No Excuse for Poor Design

I recently read a friends' recent blog post where he decided to show off some of his "artwork". I noticed a few design oversights and thought I would respond to them here at BrainMatters. I have tried to review this as objectively as possible, and have even used some handy critique stickers courtesy of design-police.org to help my points along. To see a larger version of this "book" click on the images.
Cover:

Inside:
I think the critique stickers speak for themselves. I was running out of space for all of the errors I would have liked to point out. But enough of the typography and general design issues, let's talk about the actual artwork.1. Heart - Uninspired design, copied from centuries of other anatomically inaccurate artists vying for a shot at a sweet deal from Hallmark or any other second hand greeting card vendor. This rendition is really no better than what could be accomplished by a kindergarten student with ADD sitting in the sandbox with a load in his Garanimals.
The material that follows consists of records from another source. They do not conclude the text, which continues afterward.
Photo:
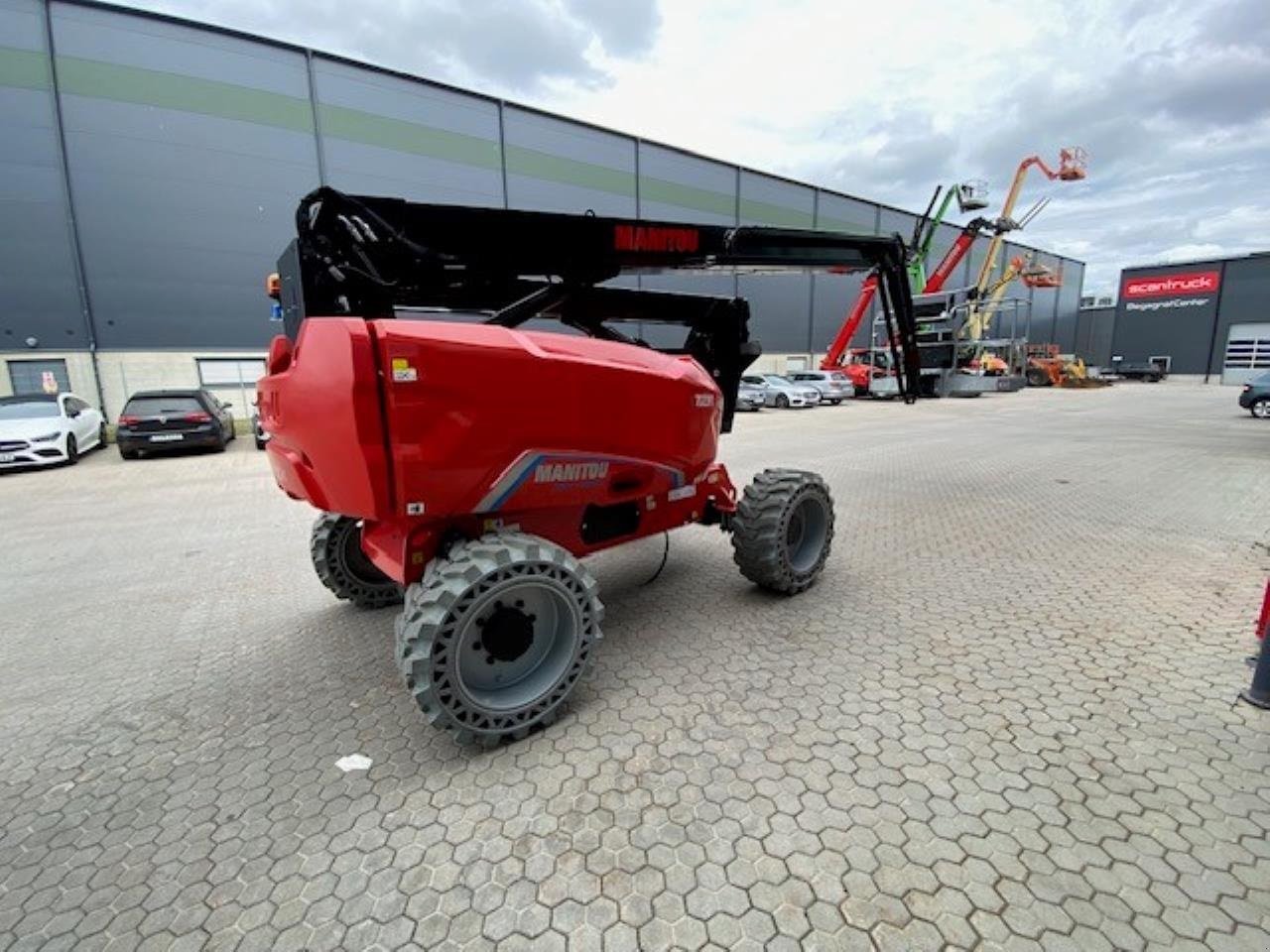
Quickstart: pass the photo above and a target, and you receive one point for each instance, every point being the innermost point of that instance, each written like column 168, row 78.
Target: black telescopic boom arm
column 367, row 257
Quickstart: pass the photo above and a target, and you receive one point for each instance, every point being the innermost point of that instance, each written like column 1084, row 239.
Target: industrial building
column 151, row 168
column 1206, row 317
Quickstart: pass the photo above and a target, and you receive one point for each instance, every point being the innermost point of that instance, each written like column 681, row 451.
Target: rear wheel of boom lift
column 497, row 635
column 783, row 530
column 335, row 547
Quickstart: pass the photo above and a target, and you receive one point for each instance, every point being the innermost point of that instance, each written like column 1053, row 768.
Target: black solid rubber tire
column 349, row 576
column 758, row 530
column 430, row 633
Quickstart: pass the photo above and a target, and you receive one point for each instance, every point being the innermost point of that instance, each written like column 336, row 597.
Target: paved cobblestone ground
column 1002, row 720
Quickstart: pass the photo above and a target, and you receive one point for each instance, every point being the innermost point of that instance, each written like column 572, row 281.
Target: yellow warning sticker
column 403, row 372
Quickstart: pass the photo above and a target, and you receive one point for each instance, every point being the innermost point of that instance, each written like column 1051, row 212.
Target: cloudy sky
column 881, row 100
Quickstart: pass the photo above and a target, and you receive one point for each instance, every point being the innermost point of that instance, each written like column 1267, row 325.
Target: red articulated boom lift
column 471, row 462
column 976, row 311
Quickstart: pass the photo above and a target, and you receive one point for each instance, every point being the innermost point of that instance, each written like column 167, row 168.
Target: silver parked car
column 834, row 386
column 783, row 393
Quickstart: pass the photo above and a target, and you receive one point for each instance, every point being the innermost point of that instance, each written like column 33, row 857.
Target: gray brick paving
column 1001, row 721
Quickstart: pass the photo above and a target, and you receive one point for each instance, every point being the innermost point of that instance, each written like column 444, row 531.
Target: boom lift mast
column 1071, row 168
column 472, row 460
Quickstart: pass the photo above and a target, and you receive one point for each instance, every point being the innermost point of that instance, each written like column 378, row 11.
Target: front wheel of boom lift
column 335, row 547
column 497, row 635
column 783, row 530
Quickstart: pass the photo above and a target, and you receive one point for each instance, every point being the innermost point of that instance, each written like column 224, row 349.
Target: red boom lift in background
column 1071, row 167
column 472, row 461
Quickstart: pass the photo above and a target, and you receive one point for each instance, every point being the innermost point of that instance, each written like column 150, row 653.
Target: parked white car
column 39, row 429
column 783, row 393
column 834, row 386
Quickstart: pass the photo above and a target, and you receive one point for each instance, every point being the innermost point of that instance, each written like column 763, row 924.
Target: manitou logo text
column 571, row 472
column 636, row 238
column 1173, row 285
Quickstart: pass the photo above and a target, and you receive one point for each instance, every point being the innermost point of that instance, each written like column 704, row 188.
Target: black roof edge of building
column 1189, row 262
column 440, row 84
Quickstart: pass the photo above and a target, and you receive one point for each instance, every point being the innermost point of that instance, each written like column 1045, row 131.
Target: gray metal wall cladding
column 189, row 148
column 39, row 291
column 1182, row 333
column 1093, row 329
2. Brang - I am not even sure what a brang is. I have searched a few anatomy books and even Googled it. This site gave alternatives to this alien spelling, and the only word that was related to a body part (and not as an adjective) was listed at NUMBER 20! I will assume you meant brain. The picture however looks more like the item found towards the other end of the body, possibly where your head was when you created this horrible rendition.
3. Tung - Again, I am unfamiliar with the Urban Slang of today's youths, corrupted by spelling lessons from lolcats and unmotivated teachers who put too much reliance on computer spell check. This item looks more like the holy hand grenade sans the pin. Maybeez it mite blowed up ur crap dezinez.
4. Funnbone - Not sure what kind of back alley hack performed the bris on this horror show.
5. Throt - Spellcheck is looking more and more acceptable. Unfortunately the model for this medical rendition, one Mr. Carl T. Suggins, died shortly after posing for this picture. A lifelong smoker, smokeless tobacco user and coal miner, Carl was diagnosed with "throt" cancer, and died after getting hit by a bus crossing the street on his way out of the medical clinic.
6. Blud - As I sit here shaking my head at the spelling of this final piece, I can't help but wonder why, of all the items to color dark on this veritable cornucopia of medical insight, the artist decided to make blood look just like a broken potato chip. Perhaps it was a parallel to the angst of the artist. Or maybe it was an analogy of the broken dreams and excessive grease on the hands of creativity. The lightly salted goodness inherent to the artistic community found only in the single serving vendor bags of life.
Or maybe not. All I know is, I think I need a snack.